Dün dünde kaldı da diyelim demiyorum. Ama düne de çok takıldıkça yolumuz ilerlemiyor maalesef. Bugün elbette yine yeni şeyler söylemek lazım. Ama söylediklerimiz hep de düne dair olmamalı değil mi? Her şeye eleştirel bakıp, yargılayıcı bir misyon edinirsek kendimize hep olumsuzlukları görmemiz kaçınılmaz. Hani hüzünlü insan hep dünyadaki ne varsa onları hüzün içinde görürmüş, çok sevinçli olanda her şeyde sürur ve neşe bulurmuş, onun gibi nereden baktığımız önemli.

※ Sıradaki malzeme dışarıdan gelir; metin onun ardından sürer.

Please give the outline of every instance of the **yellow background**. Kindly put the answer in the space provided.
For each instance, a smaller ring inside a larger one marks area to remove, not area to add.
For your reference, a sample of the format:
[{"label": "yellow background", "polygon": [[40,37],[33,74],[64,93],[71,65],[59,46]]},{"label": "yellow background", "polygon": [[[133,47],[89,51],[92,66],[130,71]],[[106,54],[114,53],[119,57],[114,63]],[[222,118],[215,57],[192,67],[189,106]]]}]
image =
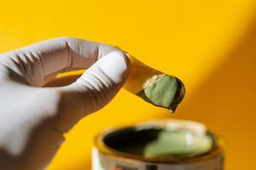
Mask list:
[{"label": "yellow background", "polygon": [[106,127],[152,118],[206,123],[227,140],[226,169],[255,168],[254,0],[1,1],[0,52],[59,36],[123,48],[179,76],[184,102],[172,116],[125,90],[68,133],[49,170],[90,169],[90,149]]}]

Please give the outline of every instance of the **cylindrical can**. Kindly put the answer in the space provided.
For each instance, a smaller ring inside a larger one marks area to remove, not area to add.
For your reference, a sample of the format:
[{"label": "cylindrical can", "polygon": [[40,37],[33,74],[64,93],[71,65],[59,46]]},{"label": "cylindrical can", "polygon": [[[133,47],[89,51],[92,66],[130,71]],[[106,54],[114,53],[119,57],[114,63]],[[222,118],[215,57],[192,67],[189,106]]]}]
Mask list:
[{"label": "cylindrical can", "polygon": [[222,170],[219,138],[205,125],[160,120],[109,128],[96,138],[93,170]]}]

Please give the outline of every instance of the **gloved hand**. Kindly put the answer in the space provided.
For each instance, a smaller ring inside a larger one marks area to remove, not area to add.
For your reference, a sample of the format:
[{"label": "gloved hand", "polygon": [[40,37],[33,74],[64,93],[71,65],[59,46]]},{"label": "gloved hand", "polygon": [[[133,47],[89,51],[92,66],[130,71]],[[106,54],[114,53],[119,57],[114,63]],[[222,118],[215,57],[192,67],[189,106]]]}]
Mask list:
[{"label": "gloved hand", "polygon": [[[90,68],[89,68],[90,67]],[[75,82],[41,88],[65,71]],[[0,54],[0,169],[42,169],[79,119],[106,105],[129,74],[118,48],[71,37]]]}]

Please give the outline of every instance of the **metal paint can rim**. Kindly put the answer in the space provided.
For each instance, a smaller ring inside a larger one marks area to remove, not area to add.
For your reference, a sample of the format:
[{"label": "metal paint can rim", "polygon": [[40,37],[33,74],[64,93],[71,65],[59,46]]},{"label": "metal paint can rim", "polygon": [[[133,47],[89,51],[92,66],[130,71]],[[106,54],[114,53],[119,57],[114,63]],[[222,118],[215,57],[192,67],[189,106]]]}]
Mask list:
[{"label": "metal paint can rim", "polygon": [[[108,134],[112,133],[122,131],[125,129],[131,130],[138,130],[152,128],[184,128],[189,129],[195,133],[204,133],[206,135],[210,135],[212,137],[214,141],[214,147],[212,148],[209,151],[191,156],[169,156],[169,157],[146,157],[143,156],[132,155],[125,152],[121,152],[116,150],[109,146],[108,146],[103,139]],[[111,128],[107,130],[103,130],[95,138],[95,147],[102,154],[105,154],[109,156],[126,158],[142,162],[154,162],[154,163],[189,163],[189,162],[204,162],[209,159],[212,159],[216,156],[221,155],[224,151],[223,148],[224,142],[223,138],[218,135],[216,135],[212,132],[207,129],[207,128],[200,122],[187,121],[187,120],[176,120],[176,119],[165,119],[165,120],[154,120],[143,123],[138,123],[136,125],[124,126]]]}]

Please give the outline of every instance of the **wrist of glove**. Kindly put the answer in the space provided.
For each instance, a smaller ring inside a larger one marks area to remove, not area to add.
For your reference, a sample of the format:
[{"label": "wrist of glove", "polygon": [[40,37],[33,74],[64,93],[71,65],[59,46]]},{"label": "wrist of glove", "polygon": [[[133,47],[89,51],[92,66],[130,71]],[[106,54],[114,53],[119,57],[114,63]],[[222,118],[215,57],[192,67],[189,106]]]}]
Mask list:
[{"label": "wrist of glove", "polygon": [[[42,88],[77,69],[88,70],[70,85]],[[62,134],[106,105],[128,74],[119,49],[72,37],[0,54],[0,169],[44,168]]]}]

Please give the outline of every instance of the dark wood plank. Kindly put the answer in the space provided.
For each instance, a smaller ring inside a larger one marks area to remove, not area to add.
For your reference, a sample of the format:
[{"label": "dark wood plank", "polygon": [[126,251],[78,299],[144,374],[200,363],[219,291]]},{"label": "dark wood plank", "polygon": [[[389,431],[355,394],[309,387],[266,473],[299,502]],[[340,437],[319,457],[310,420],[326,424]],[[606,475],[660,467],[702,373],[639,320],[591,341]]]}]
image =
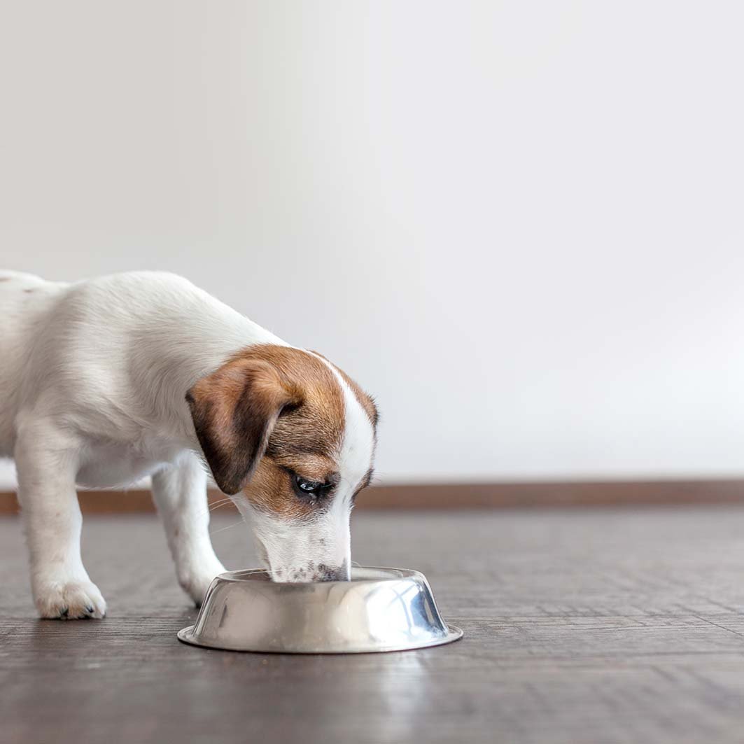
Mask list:
[{"label": "dark wood plank", "polygon": [[[254,562],[231,514],[233,568]],[[354,557],[417,568],[465,638],[422,651],[208,651],[157,520],[91,517],[103,621],[39,621],[0,520],[0,740],[702,743],[744,731],[744,508],[355,516]],[[227,527],[225,529],[225,527]]]}]

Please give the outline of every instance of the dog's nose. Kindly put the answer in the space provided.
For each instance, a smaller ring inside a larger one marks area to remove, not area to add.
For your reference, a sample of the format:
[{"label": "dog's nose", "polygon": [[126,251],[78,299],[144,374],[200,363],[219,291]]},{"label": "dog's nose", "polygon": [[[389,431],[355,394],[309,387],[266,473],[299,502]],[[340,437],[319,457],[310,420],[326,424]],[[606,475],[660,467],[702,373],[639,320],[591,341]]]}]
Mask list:
[{"label": "dog's nose", "polygon": [[313,578],[315,581],[348,581],[349,565],[344,561],[341,565],[333,568],[325,563],[321,563],[315,570]]}]

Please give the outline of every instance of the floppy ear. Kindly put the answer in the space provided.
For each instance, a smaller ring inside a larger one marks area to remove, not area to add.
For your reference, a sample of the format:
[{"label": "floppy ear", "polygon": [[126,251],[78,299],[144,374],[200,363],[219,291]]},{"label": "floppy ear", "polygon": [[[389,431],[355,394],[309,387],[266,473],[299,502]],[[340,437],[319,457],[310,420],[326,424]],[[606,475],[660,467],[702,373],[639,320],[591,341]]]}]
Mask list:
[{"label": "floppy ear", "polygon": [[249,359],[234,359],[202,377],[186,400],[215,482],[229,496],[253,475],[282,409],[299,403],[275,367]]}]

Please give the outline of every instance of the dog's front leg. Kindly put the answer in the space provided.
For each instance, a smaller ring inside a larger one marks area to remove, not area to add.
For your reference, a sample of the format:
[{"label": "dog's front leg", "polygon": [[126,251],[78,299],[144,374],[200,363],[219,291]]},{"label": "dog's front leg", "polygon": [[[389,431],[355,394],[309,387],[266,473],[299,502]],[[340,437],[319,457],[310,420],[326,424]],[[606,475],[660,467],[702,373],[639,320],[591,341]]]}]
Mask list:
[{"label": "dog's front leg", "polygon": [[31,589],[42,618],[106,615],[106,602],[80,557],[83,517],[75,490],[76,448],[77,443],[43,423],[24,426],[16,443]]},{"label": "dog's front leg", "polygon": [[179,583],[198,606],[212,579],[225,568],[209,537],[207,475],[196,455],[184,453],[156,472],[153,498],[163,520]]}]

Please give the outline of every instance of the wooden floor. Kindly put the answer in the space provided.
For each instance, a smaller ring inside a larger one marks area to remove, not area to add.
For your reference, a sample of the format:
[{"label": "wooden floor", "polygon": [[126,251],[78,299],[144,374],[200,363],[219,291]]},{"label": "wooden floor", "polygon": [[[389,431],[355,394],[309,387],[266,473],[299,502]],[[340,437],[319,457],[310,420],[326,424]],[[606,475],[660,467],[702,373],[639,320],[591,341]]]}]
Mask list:
[{"label": "wooden floor", "polygon": [[[214,530],[231,524],[216,519]],[[39,621],[0,520],[0,741],[744,741],[744,508],[365,513],[354,558],[423,571],[464,640],[360,656],[208,651],[151,516],[92,517],[103,621]],[[242,526],[217,531],[232,568]]]}]

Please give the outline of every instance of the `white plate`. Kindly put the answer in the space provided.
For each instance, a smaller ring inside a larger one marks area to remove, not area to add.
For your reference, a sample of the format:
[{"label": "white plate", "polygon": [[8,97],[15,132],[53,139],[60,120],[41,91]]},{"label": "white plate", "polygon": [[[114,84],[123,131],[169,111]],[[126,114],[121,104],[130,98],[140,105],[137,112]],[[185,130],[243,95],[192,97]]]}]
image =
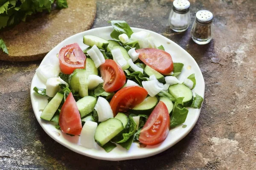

Yüklerimizi indirmeyi de bilmeliyiz sırtımızdan. Yeterince hamallığını yapmadık mı geçmişte yaşadıklarımızın?Tamam, hayat bize çok iyi davranmamış olabilir, istediklerimiz yeterince gerçekleşmemiş olabilir ama bu gün sürekli bunu dile getirip, sürekli o yaşanılanları canlı tutmanın güne ve sonrasına katkısı yokki… Sadece kendimizi, dimağımızı, gönlümüzü yoruyoruz bunu yaparak. Keşke şöyle bir silgimiz olsa da hayatın içindeki olumsuzlukları, geride kalması gerekenleri siliversek. Etkilerini günümüze taşımasak. Ama öyle bir dünya yok. Maalesef yaşadıklarımızdan kendimizi tamamen soyutlamamız da mümkün değil. O zaman yaşananı kabullenip - değiştirmeye yönelik yapabileceğimiz bir durum söz konusu değilse- daha fazla kendimizi yıpratmamalıyız. 
İnsanları memnun etmek çok zor bu hayatta en çok da kendini. Tatmin olmaz bir yürek, kırılmış bir kalp varsa eğer, onmaz bir türlü hayat ne getirirse getirsin. Gelen güzellikleri bile setreder geride bırakılamayanlar… Herkes kendi talihinin mimarıymış. Takılıp kalırsa insan, düşünce harcı doğru karılmaz bir türlü. Düşünceler ve sözler de polen gibidir. Güzel düşünceler ve o düşüncelerin ürettiği sözcükler uzaklara uçar ve baharların çiçeklenmesini sağlar. Aksi de düşünülebilir tabi. Söylenenlerin bir kasırga gibi mevsimi tarumar edip,  yaşamı yerle bir etmesi de olası…
Zamanlamayı kaçırmış olmak her şeyi kaçırdığın anlamına da gelmemeli. Bunun için yorma kendini. 
Yeterince yormadın mı hayat? 
Yolların çakılı da dikeni de yiten günle yitmedi mi?
Evriliyor devir.
Yargılandığında yaşama tarzını değiştiriyor mu?  
Vakti gelince bırakıp gidebilmeli geçmişin iklimlerinden.